La recensione di Decision to Leave, il nuovo film diretto da Park Chan-wook, regista della "Trilogia della Vendetta". Dal 2 febbraio al cinema.

Dopo il felice esordio all’ultimo Festival di Cannes – dove Park Chan-wook ha vinto il premio per la miglior regia -, arriva finalmente anche nei nostri cinema, a partire dal 2 febbraio, Decision to Leave, poliziesco dalle forti tinte romantiche.

Era da sei anni che un film del famoso regista coreano, dietro la celebre “Trilogia della Vendetta” (Mr. Vendetta, Oldboy, Lady Vendetta), non vedeva le sale; una lunga pausa dopo il bellissimo Mademoiselle – per chi scrive, il suo capolavoro –, durante la quale l’autore si è concesso una piccola spedizione all’estero, dirigendo la miniserie televisiva The Little Drummer Girl per la BBC.

Quinta collaborazione con la sceneggiatrice Chung Seo-kyung, Decision to Leave porta in scena un classico intrigo noir: il detective della polizia di Busan Jang Hae-jun (Park Hae-il) si ritrova a investigare sulla morte di un uomo appassionato di alpinismo, apparentemente deceduto a causa di un incidente in montagna.
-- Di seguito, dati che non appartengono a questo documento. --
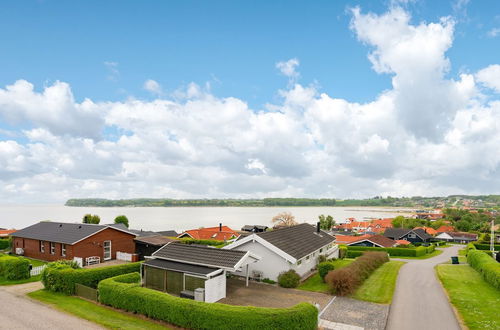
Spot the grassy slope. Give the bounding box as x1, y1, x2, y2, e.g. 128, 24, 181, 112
28, 290, 171, 329
436, 265, 500, 330
297, 259, 354, 292
352, 261, 405, 304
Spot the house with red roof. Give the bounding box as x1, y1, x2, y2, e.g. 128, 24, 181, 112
177, 223, 240, 242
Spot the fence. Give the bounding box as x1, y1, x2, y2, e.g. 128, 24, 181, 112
75, 283, 97, 301
30, 265, 46, 276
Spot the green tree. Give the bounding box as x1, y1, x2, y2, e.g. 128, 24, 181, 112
318, 214, 335, 230
115, 215, 128, 228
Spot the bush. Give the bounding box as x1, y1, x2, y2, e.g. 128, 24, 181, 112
0, 256, 30, 280
262, 278, 276, 284
0, 239, 10, 250
42, 261, 141, 295
339, 245, 347, 259
325, 252, 389, 296
278, 269, 300, 288
318, 262, 335, 282
99, 273, 318, 330
467, 249, 500, 290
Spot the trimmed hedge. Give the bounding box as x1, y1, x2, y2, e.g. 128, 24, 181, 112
325, 252, 389, 296
99, 273, 318, 330
318, 261, 335, 282
0, 238, 10, 250
0, 255, 30, 280
278, 269, 300, 288
42, 262, 141, 295
467, 249, 500, 290
347, 246, 426, 258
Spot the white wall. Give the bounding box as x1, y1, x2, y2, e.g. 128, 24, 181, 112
234, 242, 291, 281
205, 272, 226, 302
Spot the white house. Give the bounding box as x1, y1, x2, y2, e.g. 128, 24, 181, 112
223, 223, 339, 281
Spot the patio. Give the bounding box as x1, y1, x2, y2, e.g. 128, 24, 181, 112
218, 278, 332, 309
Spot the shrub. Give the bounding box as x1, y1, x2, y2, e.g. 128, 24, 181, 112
318, 262, 335, 282
339, 245, 347, 259
99, 273, 318, 330
278, 269, 300, 288
467, 249, 500, 290
0, 256, 30, 280
325, 252, 389, 296
42, 261, 141, 295
346, 250, 363, 258
0, 239, 10, 250
262, 278, 276, 284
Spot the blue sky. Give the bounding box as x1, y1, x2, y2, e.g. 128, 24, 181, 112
0, 0, 500, 203
0, 0, 500, 109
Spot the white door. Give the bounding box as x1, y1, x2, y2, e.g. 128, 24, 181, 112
104, 241, 111, 260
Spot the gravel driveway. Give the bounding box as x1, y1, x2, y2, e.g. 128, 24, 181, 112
0, 282, 103, 329
387, 245, 463, 330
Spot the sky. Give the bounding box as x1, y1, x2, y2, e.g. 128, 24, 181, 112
0, 0, 500, 204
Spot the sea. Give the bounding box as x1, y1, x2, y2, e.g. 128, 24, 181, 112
0, 205, 412, 232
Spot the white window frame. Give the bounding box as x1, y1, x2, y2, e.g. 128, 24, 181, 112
102, 241, 113, 260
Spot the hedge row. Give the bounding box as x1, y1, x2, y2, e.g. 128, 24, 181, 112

È durante questa indagine che entra in contatto con l’avvenente ragazza cinese Song Seo-rae (Tang Wei), moglie del defunto, da cui rimane particolarmente affascinato. Una infatuazione che, lentamente, si trasforma in ossessione; ma se fosse proprio lei la responsabile della morte del marito?

Intrigo noir, toni mélo e un’affascinante dark lady

La dark lady è la femme fatale per antonomasia, capace di suscitare in un uomo – anche nel più smaliziato e razionale – una passione incontrollabile, che quasi sempre porta il poveretto alla sua inevitabile rovina (ricordate la fine dell’agente assicurativo Walter Neff ne La fiamma del peccato di Billy Wilder?). Anche il nostro detective Jang rimane intrappolato nella tela della “donna ragno”, totalmente soggiogato dal suo fascino, tanto da offrirle una cenetta romantica, a base di sushi, direttamente in sala interrogatori.

Un primo appuntamento atipico che sfocia, in seguito, in lunghi notti insonni passate ad osservarla; l’uomo si immagina di esserle seduto accanto, nel suo appartamento, mentre lei si addormenta sul divano, con la sigaretta accesa in mano. Attenzioni ricambiate dalla donna – probabilmente più per interesse, vista l’indagine in corso –, che porteranno presto ad una sorta di relazione, ma senza mai sfociare in un vero e proprio rapporto carnale. Decision to Leave evita di cadere nell’erotismo pruriginoso di opere dal soggetto simile, come Basic Instinct di Paul Verhoeven, preferendo una delicata ossessione romantica.

Park Chan-wook mette in scena questa bizzarra e malinconica storia d’amore prediligendo i toni freddi, con una fotografia – ad opera di Kim Ji-yong (A Bittersweet Life, L’impero delle ombre) – che richiama le sfumature verdi e blu del mare (come uno dei vestiti indossati da Song Seo-rae, o la carta da parati del suo appartamento). Proprio il mare, elemento su cui il film insiste in più di un’occasione (“Disse Confucio: i saggi amano l’acqua, i gentili le montagne. Non sono una persona gentile, mi piace il mare”), sarà cruciale durante il tragico epilogo nel nebbioso villaggio di Ipo.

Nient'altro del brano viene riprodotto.